In many cases, we will want more control over the prompt. Writing a small custom dspy.Signature class is the easiest way to accomplish this. In the following, we just just tweak the initial instruction and provide some formatting guidance for the answer:

In [None]:
class BasicQASignature(dspy.Signature):
    __doc__ = """Answer questions with short factoid answers."""

    question = dspy.InputField()
    answer = dspy.OutputField(desc="often between 1 and 5 words")

In [None]:
sig_predictor = dspy.Predict(BasicQASignature)

In [None]:
sig_predictor(question="Which U.S. states border no U.S. states?")

In [None]:
_ = lm.inspect_history(n=1)

## Modules
One of the hallmarks of DSPy is that it adopts design patterns from PyTorch. The main example of this is DSPy's use of the Module as the basic unit for writing simple and complex programs. Here is a very basic module for QA that makes use of BasicQASignature as we defined it just above.

In [None]:
class BasicQA(dspy.Module):
    def __init__(self):
        super().__init__()
        self.generate_answer = dspy.Predict(BasicQASignature)

    def forward(self, question):
        return self.generate_answer(question=question)

As with PyTorch, the forward method is called when we want to make predictions:

In [None]:
basic_qa_model = BasicQA()
basic_qa_model(question="What is the birthplace of the first author to win a Hugo Award for a translation?")

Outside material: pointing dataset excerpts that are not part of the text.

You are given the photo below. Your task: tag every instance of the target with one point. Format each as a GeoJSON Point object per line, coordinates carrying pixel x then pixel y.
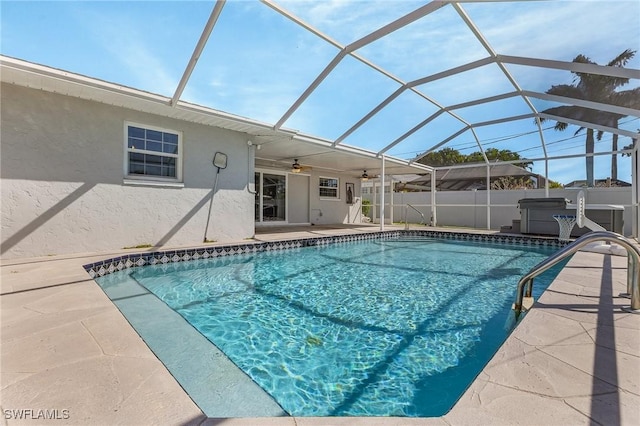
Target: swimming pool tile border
{"type": "Point", "coordinates": [135, 260]}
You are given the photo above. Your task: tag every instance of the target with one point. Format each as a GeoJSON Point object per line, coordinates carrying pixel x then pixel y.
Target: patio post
{"type": "Point", "coordinates": [635, 194]}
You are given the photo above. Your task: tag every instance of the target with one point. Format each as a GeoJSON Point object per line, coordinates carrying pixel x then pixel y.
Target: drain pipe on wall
{"type": "Point", "coordinates": [219, 161]}
{"type": "Point", "coordinates": [251, 178]}
{"type": "Point", "coordinates": [382, 196]}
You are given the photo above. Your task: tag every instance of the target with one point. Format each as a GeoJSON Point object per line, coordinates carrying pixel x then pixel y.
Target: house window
{"type": "Point", "coordinates": [153, 153]}
{"type": "Point", "coordinates": [328, 188]}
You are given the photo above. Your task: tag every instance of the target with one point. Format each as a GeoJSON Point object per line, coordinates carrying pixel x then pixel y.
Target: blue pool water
{"type": "Point", "coordinates": [385, 327]}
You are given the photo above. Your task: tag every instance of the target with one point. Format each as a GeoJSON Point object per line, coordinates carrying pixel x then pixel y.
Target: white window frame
{"type": "Point", "coordinates": [337, 188]}
{"type": "Point", "coordinates": [152, 179]}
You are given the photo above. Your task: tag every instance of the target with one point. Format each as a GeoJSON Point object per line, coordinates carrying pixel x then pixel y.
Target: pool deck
{"type": "Point", "coordinates": [66, 349]}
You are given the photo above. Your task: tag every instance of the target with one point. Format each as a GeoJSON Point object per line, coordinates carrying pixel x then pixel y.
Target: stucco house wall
{"type": "Point", "coordinates": [63, 189]}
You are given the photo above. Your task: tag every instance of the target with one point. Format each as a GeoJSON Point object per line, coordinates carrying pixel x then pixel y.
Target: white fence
{"type": "Point", "coordinates": [469, 208]}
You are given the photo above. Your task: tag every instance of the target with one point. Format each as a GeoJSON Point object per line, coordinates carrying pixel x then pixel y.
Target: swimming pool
{"type": "Point", "coordinates": [383, 327]}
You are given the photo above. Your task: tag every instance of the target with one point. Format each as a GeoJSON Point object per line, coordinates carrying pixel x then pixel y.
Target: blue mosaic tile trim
{"type": "Point", "coordinates": [134, 260]}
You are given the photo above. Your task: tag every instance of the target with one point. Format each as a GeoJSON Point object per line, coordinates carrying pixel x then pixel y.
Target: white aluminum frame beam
{"type": "Point", "coordinates": [575, 67]}
{"type": "Point", "coordinates": [349, 49]}
{"type": "Point", "coordinates": [204, 37]}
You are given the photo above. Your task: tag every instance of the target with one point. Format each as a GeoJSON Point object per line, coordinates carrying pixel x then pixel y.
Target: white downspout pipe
{"type": "Point", "coordinates": [382, 197]}
{"type": "Point", "coordinates": [488, 197]}
{"type": "Point", "coordinates": [546, 178]}
{"type": "Point", "coordinates": [433, 198]}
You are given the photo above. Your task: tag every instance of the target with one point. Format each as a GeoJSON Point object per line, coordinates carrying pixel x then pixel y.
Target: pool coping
{"type": "Point", "coordinates": [550, 370]}
{"type": "Point", "coordinates": [139, 259]}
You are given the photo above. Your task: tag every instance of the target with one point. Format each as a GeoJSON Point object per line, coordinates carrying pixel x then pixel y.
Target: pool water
{"type": "Point", "coordinates": [385, 327]}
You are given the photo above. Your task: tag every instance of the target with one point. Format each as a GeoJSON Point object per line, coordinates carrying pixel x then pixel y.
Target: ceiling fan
{"type": "Point", "coordinates": [296, 167]}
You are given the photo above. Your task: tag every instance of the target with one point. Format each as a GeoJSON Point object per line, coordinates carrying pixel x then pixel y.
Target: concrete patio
{"type": "Point", "coordinates": [68, 353]}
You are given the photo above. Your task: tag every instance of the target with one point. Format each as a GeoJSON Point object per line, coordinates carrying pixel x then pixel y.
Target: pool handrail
{"type": "Point", "coordinates": [633, 267]}
{"type": "Point", "coordinates": [406, 221]}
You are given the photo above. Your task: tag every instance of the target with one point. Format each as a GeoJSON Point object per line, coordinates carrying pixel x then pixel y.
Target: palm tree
{"type": "Point", "coordinates": [597, 88]}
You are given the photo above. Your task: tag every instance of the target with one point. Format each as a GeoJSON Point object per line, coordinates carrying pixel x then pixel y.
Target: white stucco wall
{"type": "Point", "coordinates": [62, 180]}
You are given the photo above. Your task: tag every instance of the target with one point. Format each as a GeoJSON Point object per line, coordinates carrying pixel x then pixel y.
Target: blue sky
{"type": "Point", "coordinates": [257, 63]}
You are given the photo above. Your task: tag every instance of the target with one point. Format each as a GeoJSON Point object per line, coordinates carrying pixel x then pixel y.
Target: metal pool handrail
{"type": "Point", "coordinates": [406, 220]}
{"type": "Point", "coordinates": [633, 266]}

The modular design of DSPy starts to become apparent now. If you want to change the above to use chain of thought instead of regular predictions, you need only change dspy.Predict to dspy.ChainOfThought, and similarly for dspy.ReAct, dspy.ProgramOfThought, or a module you wrote yourself.

In [None]:
fewshot_teleprompter = LabeledFewShot(k=3) ##And then we call compile on basic_qa_model as we defined it above. This returns a new module that we use like any other in DSPy:
print(squad_train[:3])
basic_fewshot_qa_model = fewshot_teleprompter.compile(basic_qa_model, trainset=squad_train)

In [None]:
basic_fewshot_qa_model(question="What is the birthplace of the first author to win a Hugo Award for a translation?")

In [None]:
_ = lm.inspect_history(n=1)

## Evaluation

In [12]:
answer_exact_match(dspy.Example(answer="STAGE 2!"), dspy.Prediction(answer="stage 2"))

True

In [None]:
tiny_evaluater = Evaluate(
    devset=dev_exs[: 15],
    num_threads=1,
    display_progress=True,
    display_table=5)

### Retrieval

In [None]:
retriever = dspy.Retrieve(k=3)

In [None]:
passages = retriever("What is the birthplace of the first author to win a Hugo Award for a translation?")
passages.passages[0]

### Finally, putting the system together

In [None]:
class ContextQASignature(dspy.Signature):
    __doc__ = """Answer questions with short factoid answers."""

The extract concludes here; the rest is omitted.